In questo passaggio, per importanza storica, pari al dopo guerra, l’Italia deve scegliere da che parte stare. Il 18 Aprile del 1948 la vittoria della DC cambiò la nostra storia conducendoci dentro il solco della democrazia, del patto atlantico, dell’Europa, della pace, della crescita economica.

Nessun ricatto morale, secondo cui ogni critica in questo momento è fuori luogo, può trasformarci tutti nel nel “Ponzio Pilato” della storia che preferì lavarsene le mani. Pochi hanno il coraggio di rompere il velo della ipocrisia che ci circonda. Piaccia o meno, ma Renzi rimane l’unico, spero non l’ultimo, che non si arrende a rinunciare al dibattito pubblico, alle idee. Aveva ragione sul referendum, ma sappiamo come è andata a finire, oggi tocchiamo con mano le conseguenze. In quale altro Paese accade che un leader ponga anticipatamente un tema, come quello delle riaperture, perché prefigura un dramma economico, venga immediatamente massacrato con tanti no governativi, additato come irresponsabile, e qualche giorno dopo lo stesso governo costituisce una task force sulle riaperture ?
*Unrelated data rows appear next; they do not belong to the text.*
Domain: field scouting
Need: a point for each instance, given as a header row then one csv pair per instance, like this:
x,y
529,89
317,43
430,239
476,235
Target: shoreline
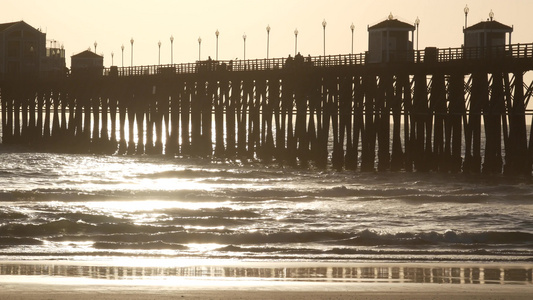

I DPCM assunti, conseguenti di decreti non ancora tutti convertiti, per lo più giustificabili dentro l’esigenza del contrasto alla diffusione del virus, non possono essere la prassi da seguire nel quadro della definizione della fase 2. Nessuna task force può sostituire la democrazia parlamentare, e se l’Italia riparta e come lo decide il Parlamento, se l’Italia rinuncia o meno al Mes senza condizioni lo decide il Parlamento. Aggiungo, la decisione che la scuola non riapra, comunicata tra righe di dichiarazioni, al di là che si possa essere d’accordo o meno, senza alcun minimo confronto parlamentare, rappresenta una ulteriore involuzione inaccettabile.

Ciò che non può essere consentito è nuova retorica sulla Fase 2. Ci si gioca il futuro dell’Italia, di milioni di italiani, dei nostri figli, il Parlamento ora torni sovrano, o rischia di non esserlo più.